Reddit has just completed a major redo of its scoring algorithm aimed at cracking down on bots and vote brigades while also showing just how big the site has gotten.
In a self post on the site, admin KeyserSosa explained that the team felt that some of the many rules designed to prevent vote manipulation could be streamlined, especially a few that seemed to result in huge decreases in the final calculated score seen by users.
Yes, it’s true: Those numbers on the site aren’t just “upvotes minus downvotes” or anything so simple. The blue ball machine gif KeyserSosa shared as an indication of how the system works is probably closer to the truth.
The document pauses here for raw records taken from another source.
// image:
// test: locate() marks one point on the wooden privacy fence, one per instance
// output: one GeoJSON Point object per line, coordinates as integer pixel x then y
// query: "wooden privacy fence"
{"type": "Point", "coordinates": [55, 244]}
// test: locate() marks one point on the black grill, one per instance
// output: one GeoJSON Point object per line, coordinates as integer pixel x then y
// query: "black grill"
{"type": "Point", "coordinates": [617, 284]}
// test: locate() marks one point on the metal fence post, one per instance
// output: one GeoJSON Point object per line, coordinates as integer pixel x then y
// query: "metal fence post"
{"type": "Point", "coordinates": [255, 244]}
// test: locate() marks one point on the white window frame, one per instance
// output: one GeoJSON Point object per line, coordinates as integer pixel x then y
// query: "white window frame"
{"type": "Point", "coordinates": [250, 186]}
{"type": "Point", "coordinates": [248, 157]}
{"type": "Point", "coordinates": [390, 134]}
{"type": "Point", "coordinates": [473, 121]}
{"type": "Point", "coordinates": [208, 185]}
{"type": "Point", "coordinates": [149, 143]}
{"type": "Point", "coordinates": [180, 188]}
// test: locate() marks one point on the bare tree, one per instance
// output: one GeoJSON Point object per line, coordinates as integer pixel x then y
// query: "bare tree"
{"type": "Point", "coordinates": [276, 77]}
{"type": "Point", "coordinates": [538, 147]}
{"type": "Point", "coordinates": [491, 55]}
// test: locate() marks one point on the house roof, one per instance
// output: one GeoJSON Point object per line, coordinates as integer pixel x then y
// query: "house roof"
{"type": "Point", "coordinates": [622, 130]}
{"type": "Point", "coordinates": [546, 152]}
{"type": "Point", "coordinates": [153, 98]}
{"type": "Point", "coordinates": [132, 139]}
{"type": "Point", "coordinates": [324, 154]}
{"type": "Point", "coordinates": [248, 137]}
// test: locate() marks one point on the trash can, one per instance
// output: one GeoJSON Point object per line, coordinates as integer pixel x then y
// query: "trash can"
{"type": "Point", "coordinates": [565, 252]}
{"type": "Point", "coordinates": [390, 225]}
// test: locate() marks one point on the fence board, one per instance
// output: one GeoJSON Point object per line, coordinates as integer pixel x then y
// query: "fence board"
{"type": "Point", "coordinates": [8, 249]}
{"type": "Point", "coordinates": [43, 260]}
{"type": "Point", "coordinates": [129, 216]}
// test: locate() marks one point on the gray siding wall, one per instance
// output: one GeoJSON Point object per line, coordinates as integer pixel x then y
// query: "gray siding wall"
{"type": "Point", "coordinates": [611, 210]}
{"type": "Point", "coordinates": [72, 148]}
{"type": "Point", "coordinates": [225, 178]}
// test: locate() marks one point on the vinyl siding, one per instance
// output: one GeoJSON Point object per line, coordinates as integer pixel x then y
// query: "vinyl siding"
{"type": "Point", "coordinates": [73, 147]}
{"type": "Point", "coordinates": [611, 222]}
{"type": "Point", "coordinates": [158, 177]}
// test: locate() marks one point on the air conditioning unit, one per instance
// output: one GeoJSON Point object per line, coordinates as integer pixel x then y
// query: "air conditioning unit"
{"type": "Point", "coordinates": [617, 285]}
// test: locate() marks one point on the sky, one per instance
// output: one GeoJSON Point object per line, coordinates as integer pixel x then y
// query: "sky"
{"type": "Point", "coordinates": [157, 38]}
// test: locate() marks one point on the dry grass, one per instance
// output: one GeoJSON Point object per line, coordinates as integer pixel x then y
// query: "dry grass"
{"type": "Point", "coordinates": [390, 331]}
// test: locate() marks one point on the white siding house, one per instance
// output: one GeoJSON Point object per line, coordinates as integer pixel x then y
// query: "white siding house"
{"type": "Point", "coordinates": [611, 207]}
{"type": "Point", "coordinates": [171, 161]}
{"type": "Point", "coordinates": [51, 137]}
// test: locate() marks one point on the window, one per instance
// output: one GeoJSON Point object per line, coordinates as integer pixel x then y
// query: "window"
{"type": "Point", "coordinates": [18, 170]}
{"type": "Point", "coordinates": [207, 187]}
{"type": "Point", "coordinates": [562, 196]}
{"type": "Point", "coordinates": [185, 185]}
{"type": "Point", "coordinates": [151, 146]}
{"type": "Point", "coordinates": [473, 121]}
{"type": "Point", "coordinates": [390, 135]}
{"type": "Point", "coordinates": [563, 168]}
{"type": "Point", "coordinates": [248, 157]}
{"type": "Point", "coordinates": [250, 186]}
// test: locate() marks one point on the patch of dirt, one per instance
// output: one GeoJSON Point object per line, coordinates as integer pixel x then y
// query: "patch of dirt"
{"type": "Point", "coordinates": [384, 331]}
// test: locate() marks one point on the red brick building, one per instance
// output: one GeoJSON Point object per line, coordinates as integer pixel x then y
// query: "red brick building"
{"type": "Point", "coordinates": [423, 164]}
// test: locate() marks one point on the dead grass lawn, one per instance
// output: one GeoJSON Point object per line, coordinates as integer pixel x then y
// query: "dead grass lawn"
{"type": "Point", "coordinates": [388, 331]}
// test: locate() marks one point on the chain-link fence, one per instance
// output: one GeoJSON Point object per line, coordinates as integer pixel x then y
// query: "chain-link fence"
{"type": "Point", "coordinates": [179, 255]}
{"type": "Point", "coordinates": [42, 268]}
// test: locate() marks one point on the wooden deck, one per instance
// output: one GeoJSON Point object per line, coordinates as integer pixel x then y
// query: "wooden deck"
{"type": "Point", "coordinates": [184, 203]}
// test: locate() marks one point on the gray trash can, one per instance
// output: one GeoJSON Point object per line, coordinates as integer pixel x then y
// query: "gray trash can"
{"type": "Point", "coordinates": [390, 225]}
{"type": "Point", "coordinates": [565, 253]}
And he indicated in another comment that there is “some slight fuzzing” to stymie would-be reverse engineers of the algorithm.
At any rate, the goal was to remove some of the rules that were resulting in scores of say, five thousand or so, on a post with far more people involved in the tallying process. After all, if 50,000 people upvoted something, shouldn’t that level of participation be reflected in the final score?
The change went live a couple of hours ago and, as the post notes, everything is going haywire while the systems chew through the backlog of posts over the next week. But in the meantime, new posts will start seeing higher scores, and the front page has been updated to show a “k” instead of “000” at the end of posts with scores over 10,000. Comment scores should be largely unaffected.
Expect things to be crazier than usual over there for the next few days while people figure out how to game the new system.